Han pasado el atrio, los cascos y el resoplar de los caballos emiten ecos de muerte en la nave desierta. Almanzor, sin desmontar, se separa del grupo y se acerca al fondo, iluminado por una docena de velas que alumbran a un solitario sacerdote arrodillado ante una caja o sarcófago. Es Pedro de Mezonzo, el santo obispo de Compostela y único personaje que le espera en silencio. Sigue absorto en su oración quieto sin apenas respirar, sin volverse a mirar al Omeya invencible. Preparado para oír desenvainarse una espada que, sin duda, le cortará la cabeza.
Almanzor mira en silencio al obispo. Pasa un minuto, dos, tal vez una eternidad. Almanzor no dice nada. Vuelve a mirar en su derredor y… suavemente tira de una brida y se da la vuelta. «¡Vámonos!, dice a los suyos. Y gracias a este milagro, misterio inexplicado, choque de emociones y perplejidades inéditas en el invicto Almanzor, los restos de Santiago, el Mayor, fueron preservados para la devoción de miriadas de peregrinos que en pocos años llegarían desde todos los rincones del mundo.

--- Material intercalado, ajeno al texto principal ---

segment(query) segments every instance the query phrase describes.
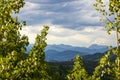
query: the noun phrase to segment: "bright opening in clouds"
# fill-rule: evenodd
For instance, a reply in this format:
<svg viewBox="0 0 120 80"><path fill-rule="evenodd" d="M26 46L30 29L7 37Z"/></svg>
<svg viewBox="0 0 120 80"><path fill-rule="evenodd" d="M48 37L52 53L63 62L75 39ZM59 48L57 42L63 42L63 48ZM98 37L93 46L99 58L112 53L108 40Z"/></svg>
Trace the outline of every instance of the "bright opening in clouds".
<svg viewBox="0 0 120 80"><path fill-rule="evenodd" d="M94 0L25 0L18 15L25 20L22 34L34 43L43 25L50 27L48 44L90 46L91 44L115 45L114 32L107 35L100 15L94 10Z"/></svg>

A lo que debe decirse que fue por gracia del cielo concedida al Obispo de Compostela que el Camino de Santiago iluminó el firmamento para guiarnos por su galaxia. De este santo imperturbable, nacido en Curtis, municipio de La Coruña, en la comarca de la romanísima Betanzos. San Pedro de Mezonzo, pastor eficiente de las almas que la Iglesia le confió y en cuyo nombre había compuesto y recitado oración tan bella como la Salve Regina. Oración de rendidos hijos angustiados, perseguidos y humillados por el desánimo general. Fue San Pedro de Mezonzo, antes de la anécdota de Almanzor, cierta aunque aquí novelada, el que compuso a finales del s.X las frases más hermosas con que se haya dirigido nunca un alma a la Madre de Nuestro Salvador.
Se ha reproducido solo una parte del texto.